"No - oh, no!" he said, stammering a little. "I just thought I'd get myself a drink - we've finished at our table!"
"Of course!" she said, with a graciousness he found even more quelling than her asperity. "You know your way to the dining-room, don't you?"
At the table he had deserted, in the front drawingroom, Lady Nest sighed: "I can't imagine what induces him even to try to play Bridge. Darling Jennifer, too cruel to have saddled you with him! My heart bleeds for you! Why do you suppose he took you out of your heart call?"
"God knows!" responded Miss Cheadle, a raw-boned lady with the indefinable look of a horsewoman. "Feel a bit sorry for the boy: got something on his mind."
"I don't want to depress you, Jenny," remarked Mr. Charles Ashbourne, "but, according to Roddy, you've been fobbed off with a stop-gap. Jack Doveridge stood Lilias up at the last moment."
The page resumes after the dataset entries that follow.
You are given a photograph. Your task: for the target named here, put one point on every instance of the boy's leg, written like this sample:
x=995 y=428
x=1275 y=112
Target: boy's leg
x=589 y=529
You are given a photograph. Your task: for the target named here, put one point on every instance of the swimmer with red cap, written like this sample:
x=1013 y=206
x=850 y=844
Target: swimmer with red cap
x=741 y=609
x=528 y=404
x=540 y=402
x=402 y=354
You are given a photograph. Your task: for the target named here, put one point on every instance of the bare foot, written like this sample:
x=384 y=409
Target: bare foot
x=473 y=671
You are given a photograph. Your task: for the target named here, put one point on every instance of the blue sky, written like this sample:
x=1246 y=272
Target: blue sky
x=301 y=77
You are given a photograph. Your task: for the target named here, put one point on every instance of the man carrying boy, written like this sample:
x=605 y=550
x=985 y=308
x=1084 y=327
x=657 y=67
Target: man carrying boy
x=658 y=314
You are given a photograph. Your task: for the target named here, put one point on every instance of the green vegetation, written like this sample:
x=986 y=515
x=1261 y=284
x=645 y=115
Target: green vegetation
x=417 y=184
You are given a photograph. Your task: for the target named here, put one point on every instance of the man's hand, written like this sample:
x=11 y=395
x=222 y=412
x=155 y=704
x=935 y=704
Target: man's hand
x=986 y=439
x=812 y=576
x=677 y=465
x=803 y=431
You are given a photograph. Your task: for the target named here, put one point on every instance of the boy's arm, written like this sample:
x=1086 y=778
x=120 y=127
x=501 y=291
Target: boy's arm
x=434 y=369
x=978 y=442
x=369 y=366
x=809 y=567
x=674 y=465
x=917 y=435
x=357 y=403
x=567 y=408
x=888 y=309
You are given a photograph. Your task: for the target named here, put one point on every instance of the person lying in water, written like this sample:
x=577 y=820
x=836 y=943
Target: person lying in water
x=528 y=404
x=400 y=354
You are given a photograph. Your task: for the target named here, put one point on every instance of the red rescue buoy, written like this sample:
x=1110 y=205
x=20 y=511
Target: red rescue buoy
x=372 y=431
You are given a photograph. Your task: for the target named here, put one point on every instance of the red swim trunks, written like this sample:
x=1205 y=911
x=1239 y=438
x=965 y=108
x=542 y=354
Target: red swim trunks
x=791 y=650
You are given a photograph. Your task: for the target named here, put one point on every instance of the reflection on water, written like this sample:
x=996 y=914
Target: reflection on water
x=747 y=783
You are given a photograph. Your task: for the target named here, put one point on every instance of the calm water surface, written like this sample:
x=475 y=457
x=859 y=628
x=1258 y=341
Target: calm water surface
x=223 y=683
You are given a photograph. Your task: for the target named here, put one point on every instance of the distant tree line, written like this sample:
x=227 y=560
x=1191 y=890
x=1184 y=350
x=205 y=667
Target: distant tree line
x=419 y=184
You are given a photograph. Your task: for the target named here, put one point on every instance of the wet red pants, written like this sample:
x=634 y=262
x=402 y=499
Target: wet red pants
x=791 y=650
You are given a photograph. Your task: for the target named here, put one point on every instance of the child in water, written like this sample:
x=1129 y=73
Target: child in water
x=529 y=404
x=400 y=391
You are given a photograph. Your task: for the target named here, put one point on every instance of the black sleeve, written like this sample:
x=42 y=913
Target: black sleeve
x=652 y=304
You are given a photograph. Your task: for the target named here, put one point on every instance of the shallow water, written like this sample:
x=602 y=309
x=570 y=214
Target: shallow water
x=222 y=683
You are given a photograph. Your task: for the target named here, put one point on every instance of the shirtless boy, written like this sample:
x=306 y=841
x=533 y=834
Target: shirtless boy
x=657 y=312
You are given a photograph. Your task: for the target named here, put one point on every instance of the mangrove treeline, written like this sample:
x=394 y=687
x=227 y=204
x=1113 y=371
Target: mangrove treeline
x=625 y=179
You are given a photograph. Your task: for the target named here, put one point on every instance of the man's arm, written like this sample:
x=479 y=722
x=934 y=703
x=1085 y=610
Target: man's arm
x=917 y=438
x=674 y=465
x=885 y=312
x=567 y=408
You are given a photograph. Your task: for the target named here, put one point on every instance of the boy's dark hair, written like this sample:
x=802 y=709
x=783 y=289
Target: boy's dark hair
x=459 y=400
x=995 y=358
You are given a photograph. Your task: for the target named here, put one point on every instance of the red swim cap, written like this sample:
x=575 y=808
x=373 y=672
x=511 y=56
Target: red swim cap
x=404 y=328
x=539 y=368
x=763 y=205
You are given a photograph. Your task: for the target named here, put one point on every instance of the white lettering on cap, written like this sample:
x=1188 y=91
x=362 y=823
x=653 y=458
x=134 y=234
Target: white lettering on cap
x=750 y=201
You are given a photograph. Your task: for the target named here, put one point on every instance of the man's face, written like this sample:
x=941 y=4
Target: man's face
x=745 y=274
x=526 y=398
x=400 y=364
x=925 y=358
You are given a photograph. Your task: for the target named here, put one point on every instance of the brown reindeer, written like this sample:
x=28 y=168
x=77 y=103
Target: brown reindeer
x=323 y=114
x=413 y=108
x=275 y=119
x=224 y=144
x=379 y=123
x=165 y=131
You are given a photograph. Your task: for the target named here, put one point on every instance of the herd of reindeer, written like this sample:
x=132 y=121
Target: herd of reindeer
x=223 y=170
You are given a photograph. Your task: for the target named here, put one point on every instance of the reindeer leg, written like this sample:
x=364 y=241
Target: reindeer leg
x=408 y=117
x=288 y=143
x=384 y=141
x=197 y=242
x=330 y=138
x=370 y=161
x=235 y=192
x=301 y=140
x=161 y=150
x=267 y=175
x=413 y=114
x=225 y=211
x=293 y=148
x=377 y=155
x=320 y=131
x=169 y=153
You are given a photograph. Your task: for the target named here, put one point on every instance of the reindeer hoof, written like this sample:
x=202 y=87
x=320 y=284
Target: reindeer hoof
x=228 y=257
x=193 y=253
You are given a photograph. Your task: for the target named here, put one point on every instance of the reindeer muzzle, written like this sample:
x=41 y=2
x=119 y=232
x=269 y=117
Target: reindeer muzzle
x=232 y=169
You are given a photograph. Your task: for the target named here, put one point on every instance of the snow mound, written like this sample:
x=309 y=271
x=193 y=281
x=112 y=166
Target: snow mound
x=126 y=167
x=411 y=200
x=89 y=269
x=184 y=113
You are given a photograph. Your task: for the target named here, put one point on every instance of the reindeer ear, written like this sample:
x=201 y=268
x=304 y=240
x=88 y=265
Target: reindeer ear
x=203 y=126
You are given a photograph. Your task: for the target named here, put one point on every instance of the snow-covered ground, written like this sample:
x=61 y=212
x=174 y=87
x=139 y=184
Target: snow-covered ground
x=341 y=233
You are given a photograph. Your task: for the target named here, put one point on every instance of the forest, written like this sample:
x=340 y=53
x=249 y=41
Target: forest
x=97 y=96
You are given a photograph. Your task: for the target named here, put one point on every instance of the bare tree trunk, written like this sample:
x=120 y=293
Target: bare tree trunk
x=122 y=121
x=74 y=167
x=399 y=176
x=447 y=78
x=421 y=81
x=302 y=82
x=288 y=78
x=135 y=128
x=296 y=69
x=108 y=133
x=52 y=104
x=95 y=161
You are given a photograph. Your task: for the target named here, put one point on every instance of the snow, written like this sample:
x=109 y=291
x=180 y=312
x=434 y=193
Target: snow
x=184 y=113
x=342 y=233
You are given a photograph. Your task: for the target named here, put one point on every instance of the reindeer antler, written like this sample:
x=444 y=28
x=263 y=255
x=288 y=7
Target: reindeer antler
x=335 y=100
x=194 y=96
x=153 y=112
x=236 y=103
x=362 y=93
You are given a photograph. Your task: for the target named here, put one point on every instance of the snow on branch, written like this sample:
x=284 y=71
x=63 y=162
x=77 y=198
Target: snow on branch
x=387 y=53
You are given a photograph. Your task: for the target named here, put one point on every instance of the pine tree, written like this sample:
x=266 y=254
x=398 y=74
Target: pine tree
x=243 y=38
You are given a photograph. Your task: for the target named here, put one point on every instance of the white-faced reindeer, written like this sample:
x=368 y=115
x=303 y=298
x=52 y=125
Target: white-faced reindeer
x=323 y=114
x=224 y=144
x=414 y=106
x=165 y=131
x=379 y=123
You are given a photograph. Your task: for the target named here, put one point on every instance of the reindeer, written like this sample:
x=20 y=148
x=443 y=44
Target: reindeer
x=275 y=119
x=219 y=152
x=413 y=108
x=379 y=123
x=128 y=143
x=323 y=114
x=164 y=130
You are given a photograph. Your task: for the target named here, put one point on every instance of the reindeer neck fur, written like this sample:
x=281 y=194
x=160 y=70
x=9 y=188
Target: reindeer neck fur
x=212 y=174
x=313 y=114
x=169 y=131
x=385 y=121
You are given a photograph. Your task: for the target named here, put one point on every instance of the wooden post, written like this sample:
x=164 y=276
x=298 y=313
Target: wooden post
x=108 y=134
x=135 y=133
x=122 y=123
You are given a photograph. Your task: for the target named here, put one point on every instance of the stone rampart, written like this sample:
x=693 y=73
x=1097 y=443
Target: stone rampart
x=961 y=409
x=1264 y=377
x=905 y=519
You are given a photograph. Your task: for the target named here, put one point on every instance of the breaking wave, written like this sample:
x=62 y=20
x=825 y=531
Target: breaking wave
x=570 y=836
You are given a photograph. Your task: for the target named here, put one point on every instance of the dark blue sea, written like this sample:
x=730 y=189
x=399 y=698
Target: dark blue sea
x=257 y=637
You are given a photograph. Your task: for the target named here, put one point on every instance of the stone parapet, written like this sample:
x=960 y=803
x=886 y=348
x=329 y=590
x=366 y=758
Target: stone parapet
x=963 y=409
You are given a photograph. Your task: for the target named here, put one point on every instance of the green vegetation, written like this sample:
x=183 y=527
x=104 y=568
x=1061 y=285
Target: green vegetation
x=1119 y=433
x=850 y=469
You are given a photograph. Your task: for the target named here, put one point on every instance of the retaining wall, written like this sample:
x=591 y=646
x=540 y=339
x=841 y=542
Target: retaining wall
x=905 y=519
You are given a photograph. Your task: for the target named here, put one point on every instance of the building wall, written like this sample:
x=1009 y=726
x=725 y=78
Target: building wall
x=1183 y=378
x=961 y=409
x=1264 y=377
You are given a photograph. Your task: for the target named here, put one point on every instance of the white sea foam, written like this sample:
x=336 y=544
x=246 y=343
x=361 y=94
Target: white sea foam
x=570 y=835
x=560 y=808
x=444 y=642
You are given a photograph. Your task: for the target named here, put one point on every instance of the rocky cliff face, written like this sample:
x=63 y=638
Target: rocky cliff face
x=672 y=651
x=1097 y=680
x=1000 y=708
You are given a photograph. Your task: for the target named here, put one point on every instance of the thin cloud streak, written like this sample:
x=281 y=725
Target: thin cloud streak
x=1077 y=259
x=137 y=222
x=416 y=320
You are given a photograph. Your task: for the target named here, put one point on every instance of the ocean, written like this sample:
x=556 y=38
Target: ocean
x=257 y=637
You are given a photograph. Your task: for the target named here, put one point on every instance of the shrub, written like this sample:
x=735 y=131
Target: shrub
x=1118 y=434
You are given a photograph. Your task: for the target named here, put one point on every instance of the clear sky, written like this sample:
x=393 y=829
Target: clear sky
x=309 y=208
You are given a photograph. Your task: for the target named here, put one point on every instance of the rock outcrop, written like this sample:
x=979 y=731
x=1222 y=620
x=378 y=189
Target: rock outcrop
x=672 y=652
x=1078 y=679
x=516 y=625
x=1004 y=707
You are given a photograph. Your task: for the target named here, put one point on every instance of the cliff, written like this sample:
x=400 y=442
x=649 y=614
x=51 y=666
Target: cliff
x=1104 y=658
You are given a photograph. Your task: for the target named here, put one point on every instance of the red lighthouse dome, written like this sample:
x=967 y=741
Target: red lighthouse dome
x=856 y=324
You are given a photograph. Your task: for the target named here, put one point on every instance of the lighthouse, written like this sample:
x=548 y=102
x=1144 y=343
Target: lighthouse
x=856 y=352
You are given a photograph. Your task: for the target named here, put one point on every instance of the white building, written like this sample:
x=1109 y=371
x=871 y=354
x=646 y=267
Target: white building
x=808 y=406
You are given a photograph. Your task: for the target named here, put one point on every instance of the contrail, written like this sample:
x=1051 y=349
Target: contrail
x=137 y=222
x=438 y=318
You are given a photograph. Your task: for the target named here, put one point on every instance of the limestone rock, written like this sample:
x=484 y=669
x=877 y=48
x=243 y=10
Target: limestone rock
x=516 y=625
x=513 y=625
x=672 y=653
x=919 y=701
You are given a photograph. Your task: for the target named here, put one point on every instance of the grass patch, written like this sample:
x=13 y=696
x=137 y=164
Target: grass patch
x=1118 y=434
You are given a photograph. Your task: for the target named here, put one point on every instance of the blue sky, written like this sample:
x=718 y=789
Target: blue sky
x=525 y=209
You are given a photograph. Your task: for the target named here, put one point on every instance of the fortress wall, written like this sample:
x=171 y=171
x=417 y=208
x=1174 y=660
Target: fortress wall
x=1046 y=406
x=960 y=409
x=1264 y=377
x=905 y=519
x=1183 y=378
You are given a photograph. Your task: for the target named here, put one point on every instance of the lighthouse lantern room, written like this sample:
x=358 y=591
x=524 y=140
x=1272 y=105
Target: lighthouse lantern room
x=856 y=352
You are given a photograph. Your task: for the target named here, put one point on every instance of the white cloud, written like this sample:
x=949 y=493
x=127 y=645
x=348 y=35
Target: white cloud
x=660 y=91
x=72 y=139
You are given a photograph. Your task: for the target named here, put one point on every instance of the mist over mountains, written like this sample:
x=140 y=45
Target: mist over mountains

"Oh, well!" said Miss Cheadle largemindedly. "That's all right: somebody had to have him!"
At this moment, two redoubtable ladies at a table in the middle of the room created a diversion by arguing with steadily mounting choler on the correct play of the hand which one of them had just (according to the other) mismanaged. It was a cardinal rule that these devoted friends should be kept apart at any Bridge-party, for each had a voice like the screech of a macaw, and neither had the smallest control over her temper. It was of course impossible to keep them apart throughout a duplicate contest, but it had been hoped that since one was North and the other West no cause for dissension would arise. Unfortunately, North saw fit to criticise West's play, which, considering she and her partner had benefited by it to the tune of five hundred points above the line, was unhandsome of her. An altercation arose which showed every sign of developing into a brawl; and Mrs. Haddington came back into the room to find play at all tables at a standstill. It said much for her tact that she was speedily able to soothe both ruffled ladies; and still more for her admirable command over herself that she did not betray her annoyance by so much as the flicker of an eyelid. Only Beulah, entering the room a moment later, knew that she was at all put out. Mrs. Haddington, smiling with determination, said to her in an acid undertone: "I thought I told you to keep an eye on things for me!"
Play was resumed, but another hitch soon occurred, which was explained by Dr Westruther, who came up from the library to say that they were held up there by Seaton-Carew's absence. "Called away to the telephone in the middle of a hand," he said. "They're waiting to finish it."
"Still telephoning?" said Mrs. Haddington. "Nonsense! He can't be. Or, if he is, he oughtn't to be!" she added, with a perfunctory laugh. "It's really very naughty and inconsiderate of him, and I shall scold him severely! Roddy, do go and remind him that he's holding everyone up! In my boudoir: you know where it is!"
"I'll soon have him out of it," said Sir Roderick, who disliked him, and had already confided to Dr Westruther that the fellow was a bounder.